Dividing this station into two classifications, similar to the exercise yesterday, and we see that many areas within the natural vegetation are marked the same as obviously man-made areas. Indeed, this image is divided into almost equally into two classes: 51.37% and 48.63%
So we take the clustering code we looked at yesterday, which divided the image into two classes, and divide it into 3 classes instead.

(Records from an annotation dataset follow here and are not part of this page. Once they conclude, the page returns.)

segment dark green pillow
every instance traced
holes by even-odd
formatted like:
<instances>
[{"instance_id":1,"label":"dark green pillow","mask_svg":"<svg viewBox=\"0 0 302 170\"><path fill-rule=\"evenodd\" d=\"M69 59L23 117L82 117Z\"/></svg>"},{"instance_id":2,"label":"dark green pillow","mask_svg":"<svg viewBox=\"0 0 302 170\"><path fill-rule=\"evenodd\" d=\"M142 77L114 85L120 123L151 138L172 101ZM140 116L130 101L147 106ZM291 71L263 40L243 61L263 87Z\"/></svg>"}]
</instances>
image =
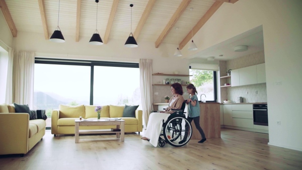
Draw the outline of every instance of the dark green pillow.
<instances>
[{"instance_id":1,"label":"dark green pillow","mask_svg":"<svg viewBox=\"0 0 302 170\"><path fill-rule=\"evenodd\" d=\"M14 103L14 105L16 113L27 113L29 114L29 120L33 120L28 105L18 105Z\"/></svg>"},{"instance_id":2,"label":"dark green pillow","mask_svg":"<svg viewBox=\"0 0 302 170\"><path fill-rule=\"evenodd\" d=\"M123 112L123 117L135 117L135 110L138 107L139 105L137 106L128 106L125 105L125 108L124 108L124 111Z\"/></svg>"}]
</instances>

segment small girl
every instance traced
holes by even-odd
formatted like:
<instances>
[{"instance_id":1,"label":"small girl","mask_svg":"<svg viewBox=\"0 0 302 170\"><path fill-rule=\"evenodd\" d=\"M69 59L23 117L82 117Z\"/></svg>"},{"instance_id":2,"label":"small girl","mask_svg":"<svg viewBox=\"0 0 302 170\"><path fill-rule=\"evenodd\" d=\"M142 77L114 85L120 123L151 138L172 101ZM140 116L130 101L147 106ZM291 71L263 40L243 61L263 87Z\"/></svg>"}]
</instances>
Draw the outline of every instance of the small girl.
<instances>
[{"instance_id":1,"label":"small girl","mask_svg":"<svg viewBox=\"0 0 302 170\"><path fill-rule=\"evenodd\" d=\"M203 143L206 140L205 135L203 132L203 130L200 127L199 125L199 117L200 115L200 108L199 107L199 104L198 103L198 98L195 95L197 94L197 91L196 89L193 84L189 84L186 87L187 92L190 94L189 99L188 99L186 103L188 104L188 115L187 119L190 123L192 122L192 120L194 120L194 123L195 125L196 129L198 130L200 135L201 135L201 140L198 141L198 143ZM186 132L188 132L189 130L189 126L186 126ZM183 143L186 140L188 137L188 133L185 133L183 139L180 141L179 143L180 144Z\"/></svg>"}]
</instances>

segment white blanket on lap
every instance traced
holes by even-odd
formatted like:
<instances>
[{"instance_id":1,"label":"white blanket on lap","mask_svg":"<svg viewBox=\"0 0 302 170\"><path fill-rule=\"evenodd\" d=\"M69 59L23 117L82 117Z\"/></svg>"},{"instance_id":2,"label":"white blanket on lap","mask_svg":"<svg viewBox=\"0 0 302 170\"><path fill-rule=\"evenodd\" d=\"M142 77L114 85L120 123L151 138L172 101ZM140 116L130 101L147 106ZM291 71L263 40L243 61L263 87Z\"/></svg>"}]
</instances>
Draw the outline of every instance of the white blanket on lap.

i.cluster group=51294_18 subgroup=51294_18 classes=3 sigfile=51294_18_sig.txt reportfile=51294_18_rpt.txt
i.maxlik group=51294_18 subgroup=51294_18 sigfile=51294_18_sig.txt class=51294_18c_class reject=51294_18c_reject
Taking a quick look and we see that it looks much more like we expect for a natural -v- man-made division. Most of the man-made stuff is in class 3. But it’s not perfect. The house in the lower left corner is mostly classed “natural” while the surrounding lawn is classed “man-made.” Note: the unsupervised classification is NOT dividing things by any predefined ‘natural’ or ‘man-made’ clusters – its just that the cluster analysis of the location of certain colors tends to lump MOST man-made landscapes into a single class – given the right number of classes.
Running the stats on the 3×3 smoothed version, we get these three classification coverages:
Which seems about right.
A confounding factor in the above is the presence of dark shingles and shaded trees which works against a clean separation of classes.